Department of Medicine, Karolinska Institutet, Stockholm, Sweden.
Department of Cardiology, Karolinska University Hospital, Stockholm, Sweden.
Eur J Heart Fail. 2018 Jan;20(1):152-160. doi: 10.1002/ejhf.975. Epub 2017 Sep 27.
Heart transplantation (HTx) and implantable left ventricular assist systems (LVAS) improve outcomes in advanced heart failure but may be underutilized. We hypothesized that screening can identify appropriate candidates.
The ScrEEning for advanced Heart Failure treatment (SEE-HF) study was a multicentre prospective study screening patients with existing cardiac resynchronization therapy (CRT) and/or implantable cardioverter-defibrillator (ICD) for ejection fraction ≤40% and New York Heart Association (NYHA) class III-IV, and subsequently for guideline-based HTx and LVAS indication.
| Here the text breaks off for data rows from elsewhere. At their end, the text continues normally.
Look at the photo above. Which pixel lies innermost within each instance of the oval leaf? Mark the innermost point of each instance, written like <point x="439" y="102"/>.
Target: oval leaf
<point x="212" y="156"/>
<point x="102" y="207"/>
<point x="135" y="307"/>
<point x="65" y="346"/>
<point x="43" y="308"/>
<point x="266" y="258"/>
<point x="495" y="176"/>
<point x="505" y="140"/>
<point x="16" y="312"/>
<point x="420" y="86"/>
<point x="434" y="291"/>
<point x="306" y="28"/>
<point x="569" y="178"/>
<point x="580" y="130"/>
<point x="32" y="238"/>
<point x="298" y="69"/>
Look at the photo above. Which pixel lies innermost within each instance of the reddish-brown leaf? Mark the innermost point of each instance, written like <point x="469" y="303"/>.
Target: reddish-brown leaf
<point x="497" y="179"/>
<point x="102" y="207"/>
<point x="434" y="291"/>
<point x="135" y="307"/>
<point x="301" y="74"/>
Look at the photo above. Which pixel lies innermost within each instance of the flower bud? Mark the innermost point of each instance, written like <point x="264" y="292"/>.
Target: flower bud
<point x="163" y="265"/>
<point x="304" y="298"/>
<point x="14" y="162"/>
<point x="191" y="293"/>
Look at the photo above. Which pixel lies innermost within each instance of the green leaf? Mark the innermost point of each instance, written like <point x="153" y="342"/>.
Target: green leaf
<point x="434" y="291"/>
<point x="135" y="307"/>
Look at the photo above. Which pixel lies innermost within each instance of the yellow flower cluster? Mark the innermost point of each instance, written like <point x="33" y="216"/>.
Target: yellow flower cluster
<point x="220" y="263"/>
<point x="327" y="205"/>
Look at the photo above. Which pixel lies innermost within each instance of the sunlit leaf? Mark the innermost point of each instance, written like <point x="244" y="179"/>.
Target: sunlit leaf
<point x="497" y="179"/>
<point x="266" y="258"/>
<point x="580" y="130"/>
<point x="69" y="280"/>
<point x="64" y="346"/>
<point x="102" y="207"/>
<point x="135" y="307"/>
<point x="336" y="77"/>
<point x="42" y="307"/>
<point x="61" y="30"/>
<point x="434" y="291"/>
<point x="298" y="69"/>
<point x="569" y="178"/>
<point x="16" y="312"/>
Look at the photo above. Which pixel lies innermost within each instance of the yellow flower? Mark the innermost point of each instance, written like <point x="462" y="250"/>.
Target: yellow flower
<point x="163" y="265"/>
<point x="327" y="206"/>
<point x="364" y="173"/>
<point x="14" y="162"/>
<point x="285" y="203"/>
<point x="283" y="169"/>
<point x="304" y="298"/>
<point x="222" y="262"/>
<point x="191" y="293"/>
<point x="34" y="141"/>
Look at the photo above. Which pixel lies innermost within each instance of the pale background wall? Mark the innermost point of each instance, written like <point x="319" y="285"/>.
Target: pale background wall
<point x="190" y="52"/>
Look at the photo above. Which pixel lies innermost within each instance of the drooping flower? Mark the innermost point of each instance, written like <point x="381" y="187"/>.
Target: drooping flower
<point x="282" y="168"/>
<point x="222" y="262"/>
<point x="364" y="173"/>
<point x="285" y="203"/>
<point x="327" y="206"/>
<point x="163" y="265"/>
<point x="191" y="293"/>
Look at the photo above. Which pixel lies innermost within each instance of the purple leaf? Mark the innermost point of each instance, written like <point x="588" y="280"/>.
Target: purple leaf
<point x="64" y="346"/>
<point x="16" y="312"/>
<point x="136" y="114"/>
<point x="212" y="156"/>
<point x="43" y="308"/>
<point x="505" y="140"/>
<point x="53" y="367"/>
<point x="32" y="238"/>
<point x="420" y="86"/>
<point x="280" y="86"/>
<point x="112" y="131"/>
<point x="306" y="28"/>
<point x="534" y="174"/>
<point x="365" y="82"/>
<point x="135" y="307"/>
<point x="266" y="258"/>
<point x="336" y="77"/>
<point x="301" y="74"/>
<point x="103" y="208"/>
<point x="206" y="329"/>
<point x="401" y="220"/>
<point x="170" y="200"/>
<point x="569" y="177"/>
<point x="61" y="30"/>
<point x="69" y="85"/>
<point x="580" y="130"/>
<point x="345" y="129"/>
Of 1722 (mean age 64 ± 14 years, 26% women) patients screened at eight centres in seven European countries, 121 (7.0%) were eligible and 99 (5.7%; mean age 61 ± 10 years, 19% women) patients were enrolled for detailed assessment. Twenty-six of the 99 enrolled patients (26%) were eligible for either HTx or LVAD (18 eligible for HTx; 7 eligible for LVAD; and 1 eligible for both). Eleven patients were listed for HTx and three received an LVAS. Eligible patients were 61 ± 8 years and 19% women, whereas those actually receiving intervention were 56 ± 8 years and 8% women.
Among patients with CRT and/or ICD, a minority have NYHA class III-IV heart failure and ejection fraction ≤40%. Among these, however, more than one-quarter have an unrecognized need for HTx or LVAS. When patients are offered intervention based on screening, many decline. Discrepancies exist between clinical and patient equipoise. Clinical Trial Registration ClinicalTrials.gov Unique Identifier: NCT00894387.
心脏移植(HTx)和植入式左心室辅助系统(LVAS)可改善晚期心力衰竭患者的预后,但可能未得到充分利用。我们假设筛查可以识别合适的患者。
ScrEEning for advanced Heart Failure treatment(SEE-HF)研究是一项多中心前瞻性研究,对已接受心脏再同步治疗(CRT)和/或植入式心脏转复除颤器(ICD)的患者进行筛查,以确定射血分数≤40%且纽约心脏协会(NYHA)心功能分级 III-IV 级的患者,并随后根据指南确定 HTx 和 LVAS 的适应证。在七个欧洲国家的八个中心筛查了 1722 例(平均年龄 64±14 岁,26%为女性)患者,其中 121 例(7.0%)符合条件,99 例(5.7%;平均年龄 61±10 岁,19%为女性)患者纳入详细评估。在 99 例纳入的患者中,有 26 例(26%)符合 HTx 或 LVAD 的适应证(18 例适合 HTx;7 例适合 LVAD;1 例适合两者)。11 例患者接受 HTx 治疗,3 例患者接受 LVAS。符合条件的患者年龄为 61±8 岁,其中 19%为女性,而实际接受干预的患者年龄为 56±8 岁,其中 8%为女性。
在接受 CRT 和/或 ICD 的患者中,少数患者存在 NYHA 心功能分级 III-IV 级和射血分数≤40%的心力衰竭。然而,在这些患者中,超过四分之一的患者有未被识别的 HTx 或 LVAS 需求。当根据筛查为患者提供干预时,许多人拒绝。临床和患者平衡之间存在差异。临床试验注册 临床试验.gov 唯一标识符:NCT00894387。